I learned that there was one brutal-ish death in the movie, and we started watching. With half the movie done and no particularly brutal death transpired, I found myself anticipating it with every tense scene. A couple of times I said, "This might be scary," or "You might want to cover your eyes," and finally, annoyed, she glared at me and said, "I've seen death, Daddy."

A few days later, she asked me to pick a movie for her. She had criteria: It should be magical, or be about robots, or be very suspenseful or stressful.

"How brave are you feeling?" I asked her.

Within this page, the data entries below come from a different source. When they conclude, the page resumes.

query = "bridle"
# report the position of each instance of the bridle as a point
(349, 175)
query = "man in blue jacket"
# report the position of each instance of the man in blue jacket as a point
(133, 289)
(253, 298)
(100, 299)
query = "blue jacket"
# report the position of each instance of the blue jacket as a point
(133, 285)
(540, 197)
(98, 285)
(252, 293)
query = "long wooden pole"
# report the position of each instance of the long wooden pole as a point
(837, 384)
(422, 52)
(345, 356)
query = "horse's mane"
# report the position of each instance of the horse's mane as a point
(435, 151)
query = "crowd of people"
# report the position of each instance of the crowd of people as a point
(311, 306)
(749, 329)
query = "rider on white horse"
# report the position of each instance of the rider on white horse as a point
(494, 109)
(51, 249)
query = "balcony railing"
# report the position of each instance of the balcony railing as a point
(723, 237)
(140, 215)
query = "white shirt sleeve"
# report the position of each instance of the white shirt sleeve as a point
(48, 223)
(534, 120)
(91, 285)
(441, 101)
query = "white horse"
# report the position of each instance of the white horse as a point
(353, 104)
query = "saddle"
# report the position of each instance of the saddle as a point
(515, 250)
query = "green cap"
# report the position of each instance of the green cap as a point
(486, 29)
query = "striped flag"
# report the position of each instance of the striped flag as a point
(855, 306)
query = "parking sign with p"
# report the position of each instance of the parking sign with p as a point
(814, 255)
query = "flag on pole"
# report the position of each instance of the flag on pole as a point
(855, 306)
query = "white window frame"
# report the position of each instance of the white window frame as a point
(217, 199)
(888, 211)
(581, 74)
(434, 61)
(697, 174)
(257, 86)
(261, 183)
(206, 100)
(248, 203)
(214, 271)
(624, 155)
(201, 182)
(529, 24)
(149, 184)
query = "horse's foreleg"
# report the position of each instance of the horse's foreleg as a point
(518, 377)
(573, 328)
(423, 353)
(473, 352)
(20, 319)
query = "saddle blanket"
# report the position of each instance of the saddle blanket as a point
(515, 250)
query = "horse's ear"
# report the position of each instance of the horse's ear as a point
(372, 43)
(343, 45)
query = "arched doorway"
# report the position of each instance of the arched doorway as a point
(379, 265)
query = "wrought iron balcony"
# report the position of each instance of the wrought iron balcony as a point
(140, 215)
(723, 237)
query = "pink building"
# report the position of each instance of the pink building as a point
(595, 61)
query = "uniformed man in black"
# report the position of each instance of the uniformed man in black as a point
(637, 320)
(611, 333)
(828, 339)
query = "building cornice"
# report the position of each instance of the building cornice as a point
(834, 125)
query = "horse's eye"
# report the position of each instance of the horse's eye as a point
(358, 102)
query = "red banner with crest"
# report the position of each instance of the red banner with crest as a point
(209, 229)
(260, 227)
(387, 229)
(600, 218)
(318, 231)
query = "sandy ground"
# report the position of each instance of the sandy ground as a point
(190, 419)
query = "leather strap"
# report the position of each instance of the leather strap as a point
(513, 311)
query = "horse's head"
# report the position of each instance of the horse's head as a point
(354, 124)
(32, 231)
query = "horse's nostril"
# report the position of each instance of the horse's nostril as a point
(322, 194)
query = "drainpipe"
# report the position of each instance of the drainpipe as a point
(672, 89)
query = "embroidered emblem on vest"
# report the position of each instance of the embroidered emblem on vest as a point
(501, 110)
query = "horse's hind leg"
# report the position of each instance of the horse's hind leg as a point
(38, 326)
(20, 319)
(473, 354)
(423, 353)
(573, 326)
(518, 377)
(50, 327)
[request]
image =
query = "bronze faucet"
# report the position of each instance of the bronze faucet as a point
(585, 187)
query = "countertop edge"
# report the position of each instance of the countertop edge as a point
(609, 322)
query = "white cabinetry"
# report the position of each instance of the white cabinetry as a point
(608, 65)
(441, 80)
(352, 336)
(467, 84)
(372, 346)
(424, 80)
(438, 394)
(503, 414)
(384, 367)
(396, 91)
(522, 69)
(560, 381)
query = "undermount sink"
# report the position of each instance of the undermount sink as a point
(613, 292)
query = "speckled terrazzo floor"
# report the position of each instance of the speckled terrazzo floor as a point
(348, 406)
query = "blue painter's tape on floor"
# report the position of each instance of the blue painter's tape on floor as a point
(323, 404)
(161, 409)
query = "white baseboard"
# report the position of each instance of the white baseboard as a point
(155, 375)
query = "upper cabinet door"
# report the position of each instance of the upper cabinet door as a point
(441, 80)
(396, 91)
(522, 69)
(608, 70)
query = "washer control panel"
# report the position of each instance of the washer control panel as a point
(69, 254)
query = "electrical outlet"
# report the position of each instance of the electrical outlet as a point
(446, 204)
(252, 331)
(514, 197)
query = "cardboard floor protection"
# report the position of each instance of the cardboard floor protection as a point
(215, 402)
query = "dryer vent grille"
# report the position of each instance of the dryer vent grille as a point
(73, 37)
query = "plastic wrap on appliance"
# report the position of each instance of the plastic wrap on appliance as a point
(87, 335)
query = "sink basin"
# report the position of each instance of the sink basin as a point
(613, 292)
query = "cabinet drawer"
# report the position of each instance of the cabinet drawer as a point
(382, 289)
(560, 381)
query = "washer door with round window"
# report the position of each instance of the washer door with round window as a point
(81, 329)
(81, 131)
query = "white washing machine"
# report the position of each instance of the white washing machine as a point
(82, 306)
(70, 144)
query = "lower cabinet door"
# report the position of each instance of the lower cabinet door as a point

She knew immediately what movie I was going to suggest. "A.I.?" She thought it over. We'd tried this movie a few years back. The scene where David, the robot child, is goaded into eating real food, causing havoc in his inner mechanisms, had frightened her. "Let's do this," she said to me now.

But as the studio logos began, she seemed restless.

"I'll warn you about any scary parts," I told her.

She said, "If you don't, I'll kill you."

We both cackled.

When the movie was over, she looked at me, a little fraught, and said, "I have to go find Mama." She climbed into Felicia's lap and held her, and let herself be held. Not because she was scared. Because a movie about a boy and his mother got under her skin in the best way.